For everyone to keep their jobs with AI productivity gains, you’d need:
- Infinite demand growth (so 4x productivity means 4x more work, not 75% fewer workers)
- No competitive markets (so inefficient companies don’t get eliminated)
- Uniform capability distribution (so everyone’s equally productive with AI)
None of these are true.
This Isn’t Just Engineering
Right now, AI is primarily text-based. But the compression isn’t limited to work that’s already text-native.
Once text can edit videos, create presentations, manipulate images, generate complete documents—and it’s already moving fast in that direction—it’s coming for whatever you’re doing next. The interface is expanding. The modalities are multiplying.
Companies just need to spend less to earn more.
Why This Time Feels Different
Every technological revolution displaced workers, and eventually new jobs emerged. Agriculture to industrial. Industrial to service. Why should this be different?
The timeline compression is genuinely different.
- Agricultural revolution: took centuries
- Industrial revolution: took generations
- Information revolution: took decades
- AI revolution: taking years
The adaptation mechanisms—education systems, social safety nets, new industries emerging—operate on 10-20 year cycles. AI capabilities are advancing on 6-month cycles. The mismatch in timescales is what makes this particularly challenging.
We’ve always adapted before, but we’ve never had to adapt this fast.
What Happens to Everyone Else?
This is the uncomfortable part. If AI truly enables 4 people to do the work of 10, then simple math says you need 60% fewer people for the same output.
If a team of 10 now needs 4-6 people, where do the rest go? The job market is tough as it is. Now we’re competing with more displaced people.
The displacement is real. People who are skilled, experienced, and competent in the current paradigm may find themselves economically unnecessary through no fault of their own.
Institutional Lag as Savior
The institutional lag is real, and it’s currently protecting jobs. Here’s why companies are still hiring like it’s 2019:
- HR departments use 10-year-old job descriptions
- Managers don’t know how to evaluate AI-augmented productivity
- Compensation structures assume traditional team sizes
- Risk-averse hiring practices (“prove you can code”) instead of outcome-focused ones (“prove you can ship”)

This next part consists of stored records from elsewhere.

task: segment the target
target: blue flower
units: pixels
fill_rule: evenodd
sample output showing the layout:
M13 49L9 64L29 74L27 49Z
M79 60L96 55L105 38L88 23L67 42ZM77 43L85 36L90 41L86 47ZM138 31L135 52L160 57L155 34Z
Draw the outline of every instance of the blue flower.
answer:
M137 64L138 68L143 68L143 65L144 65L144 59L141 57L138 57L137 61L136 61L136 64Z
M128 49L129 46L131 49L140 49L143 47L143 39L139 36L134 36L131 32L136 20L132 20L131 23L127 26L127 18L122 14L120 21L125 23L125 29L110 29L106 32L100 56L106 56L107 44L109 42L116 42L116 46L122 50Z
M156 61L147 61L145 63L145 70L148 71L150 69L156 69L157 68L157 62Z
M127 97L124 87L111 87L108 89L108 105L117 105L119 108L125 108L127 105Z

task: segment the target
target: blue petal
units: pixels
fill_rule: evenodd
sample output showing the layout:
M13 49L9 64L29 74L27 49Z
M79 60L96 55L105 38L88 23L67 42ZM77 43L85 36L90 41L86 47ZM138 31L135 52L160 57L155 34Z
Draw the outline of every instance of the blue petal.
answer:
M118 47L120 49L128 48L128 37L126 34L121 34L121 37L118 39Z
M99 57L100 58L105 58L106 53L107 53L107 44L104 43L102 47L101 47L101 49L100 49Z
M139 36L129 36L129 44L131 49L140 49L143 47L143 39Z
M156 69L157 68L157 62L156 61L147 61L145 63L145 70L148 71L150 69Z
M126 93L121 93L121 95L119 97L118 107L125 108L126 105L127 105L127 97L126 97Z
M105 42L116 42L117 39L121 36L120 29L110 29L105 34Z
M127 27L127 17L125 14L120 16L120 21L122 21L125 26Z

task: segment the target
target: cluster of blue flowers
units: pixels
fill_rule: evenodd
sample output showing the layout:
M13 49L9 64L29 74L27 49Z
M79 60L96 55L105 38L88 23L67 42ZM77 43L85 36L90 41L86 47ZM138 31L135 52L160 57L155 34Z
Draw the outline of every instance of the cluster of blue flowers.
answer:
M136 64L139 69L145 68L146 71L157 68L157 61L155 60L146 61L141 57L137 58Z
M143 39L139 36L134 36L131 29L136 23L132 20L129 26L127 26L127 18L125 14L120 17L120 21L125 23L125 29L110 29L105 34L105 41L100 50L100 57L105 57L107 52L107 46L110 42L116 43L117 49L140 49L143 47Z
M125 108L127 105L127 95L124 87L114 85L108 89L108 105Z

But this lag is temporary. Consulting firms are selling workforce optimization. Startups are running lean by default with AI tooling. The first companies that restructure around AI capabilities will demonstrate dramatically better unit economics, and competitive pressure will force everyone else to follow.
Interviews will shift from “can you code?” to “can you ship?” It’s a matter of when, not if.
When they update their evaluation criteria, they’ll also update their hiring models. And they’ll hire far fewer people.
I have begun hiring based on value and thought, rather than memorized algorithms or task-based work.
What I’m Actually Concerned About
Systemic instability. Too many qualified people competing for too few positions creates real social problems.
Lack of proper policy. No one’s solved this yet, anywhere. Being in Singapore triples the concern—meritocracy just means we’re on our own.
No Easy Answers
I’m not sure what to think about this. I’m not sure what the outcome or solution looks like.
Labor compression is coming whether we like it or not. Many will be affected. More value will be created with less people.
You can decide what to do with this information.